En voyant Fett s’en approcher, Orn fronça les sourcils, inquiet. Il comprenait, mais ne savait pas à quoi s’attendre. Il suivit son compagnon, qui activa une commande. Un hologramme apparut soudainement, montrant Leia, qui se tenait debout et regardait devant elle. La tête droite, elle avait une coiffe tressée, mélangeant cheveux et tissu. Ce tissu retombait en une sorte de voile derrière sa tête, enveloppant son dos. Elle portait une robe inspirée de la royauté d’Alderaan, dont le haut couvrait ses épaules pour descendre jusqu’à son ventre, où un corset laissait sa place à une longue traîne qui cachait même ses pieds. Une petite tiare entourait sa tête, rappelant son statut de Reine et de Princesse, bien que sa planète ne fût plus depuis longtemps. Orn l’observa avec affection, n’ayant pas vu son amie Rebelle depuis bien longtemps. Quelques rides enjolivaient son visage doux au regard déterminé mais inquiet.

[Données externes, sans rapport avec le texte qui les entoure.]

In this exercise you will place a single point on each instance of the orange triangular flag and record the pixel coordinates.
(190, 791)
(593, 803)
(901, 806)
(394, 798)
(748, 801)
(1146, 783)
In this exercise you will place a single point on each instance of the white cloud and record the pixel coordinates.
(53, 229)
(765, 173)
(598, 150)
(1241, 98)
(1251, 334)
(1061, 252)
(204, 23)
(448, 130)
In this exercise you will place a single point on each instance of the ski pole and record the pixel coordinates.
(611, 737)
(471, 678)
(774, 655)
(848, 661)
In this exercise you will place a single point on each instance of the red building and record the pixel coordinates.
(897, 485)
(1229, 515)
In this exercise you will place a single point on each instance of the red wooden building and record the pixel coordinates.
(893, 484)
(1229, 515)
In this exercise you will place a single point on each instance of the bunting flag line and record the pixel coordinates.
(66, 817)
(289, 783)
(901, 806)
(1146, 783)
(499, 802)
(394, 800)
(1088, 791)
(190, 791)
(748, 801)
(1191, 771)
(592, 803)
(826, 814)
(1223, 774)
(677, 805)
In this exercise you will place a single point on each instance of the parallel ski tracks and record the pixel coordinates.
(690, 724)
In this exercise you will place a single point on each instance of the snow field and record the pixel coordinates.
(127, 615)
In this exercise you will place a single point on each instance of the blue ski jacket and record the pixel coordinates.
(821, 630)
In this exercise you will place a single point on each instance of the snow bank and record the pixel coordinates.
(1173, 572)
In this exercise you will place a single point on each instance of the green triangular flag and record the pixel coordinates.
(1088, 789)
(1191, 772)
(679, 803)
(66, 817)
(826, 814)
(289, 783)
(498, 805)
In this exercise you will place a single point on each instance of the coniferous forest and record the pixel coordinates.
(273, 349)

"Général Orn, Boba Fett. Cela fait des années que nous ne nous sommes pas vus, mais vous m’avez affirmé votre soutien si jamais la Nouvelle République en avait besoin. Je crains que ce jour ne soit arrivé, malgré tous nos efforts. Une organisation vise à rétablir l’Empire, se faisant appeler le "Premier Ordre". Déjà, une grande force armée est à ses ordres, et une planète, Jakku, vient d’être envahie… Le Sénat est divisé, nous empêchant d’agir, mais le temps presse. Une résistance est nécessaire. Nous devons arrêter cet Ordre avant qu’il n’ait trop de pouvoir. J’ai besoin de vous. La Nouvelle République est menacée. Vous retrouvez, attaché à ce message, des coordonnées. Venez aussi vite que vous pouvez, mes amis. Que la Force soit avec vous."

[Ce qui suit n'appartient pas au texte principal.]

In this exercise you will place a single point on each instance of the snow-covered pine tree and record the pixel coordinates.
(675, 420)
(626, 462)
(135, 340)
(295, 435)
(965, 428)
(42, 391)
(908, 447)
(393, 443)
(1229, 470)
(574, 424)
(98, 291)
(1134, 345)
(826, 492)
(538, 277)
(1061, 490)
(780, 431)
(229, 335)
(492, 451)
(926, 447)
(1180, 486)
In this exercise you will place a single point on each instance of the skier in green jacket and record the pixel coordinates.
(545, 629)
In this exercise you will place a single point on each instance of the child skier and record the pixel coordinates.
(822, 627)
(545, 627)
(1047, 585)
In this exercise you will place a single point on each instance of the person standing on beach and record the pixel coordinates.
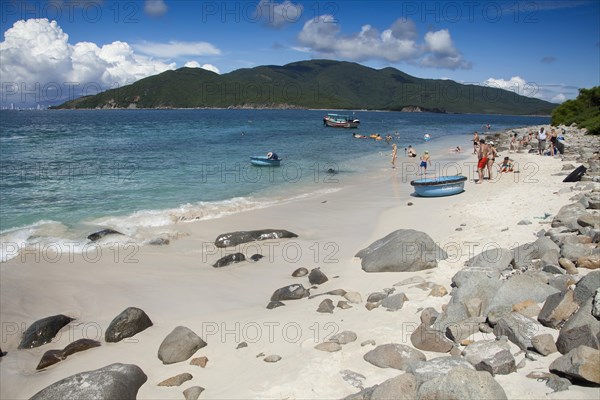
(424, 162)
(491, 156)
(475, 142)
(541, 141)
(482, 159)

L’hologramme disparut en une fraction de seconde. Les mots de Leia résonnèrent encore dans la grande salle, comme une prière. Orn échangea un regard inquiet avec son compagnon, comprenant enfin l’origine de son trouble. Il semblait que leur retraite était terminée, après des années de calme. Sans perdre de temps, les deux chasseurs se préparèrent, mettant leurs armures et enfilant leurs casques avec appréhension et excitation.

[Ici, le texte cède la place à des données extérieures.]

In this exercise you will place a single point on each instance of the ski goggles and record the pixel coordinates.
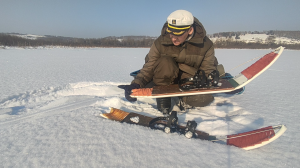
(177, 30)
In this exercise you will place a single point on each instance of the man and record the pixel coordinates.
(179, 52)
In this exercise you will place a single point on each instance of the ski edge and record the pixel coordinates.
(279, 51)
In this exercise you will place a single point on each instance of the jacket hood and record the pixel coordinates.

Orn se dirigea vers l’établi en bois, où toutes ses armes étaient posées. Après avoir enlevé la poussière, il prit ses blasters et ses poignards, qu’il accrocha à sa ceinture, sous sa cape noire et ancienne. Lorsqu’il eut pris toutes ses armes, il rejoignit son Mandalorien dehors. Leurs deux vaisseaux étaient devant eux, inutilisés depuis longtemps, mais toujours prêts à partir. La Harpie Royale et le Slave One se tenaient fiers sous la lumière pâle des Lunes de Tatooine, comme s’ils savaient que leur immobilisation venait à son terme. Fett prit la main de son compagnon et la serra, comme pour se donner du courage. Ils échangèrent un énième regard sous leurs casques, avant se diriger vers leurs vaisseaux respectifs. Sous la pâle lumière nocturne qui les enveloppait doucement, le métal d’un sabre-laser doré scintillait légèrement, accroché à la hanche du chasseur à l’armure noire.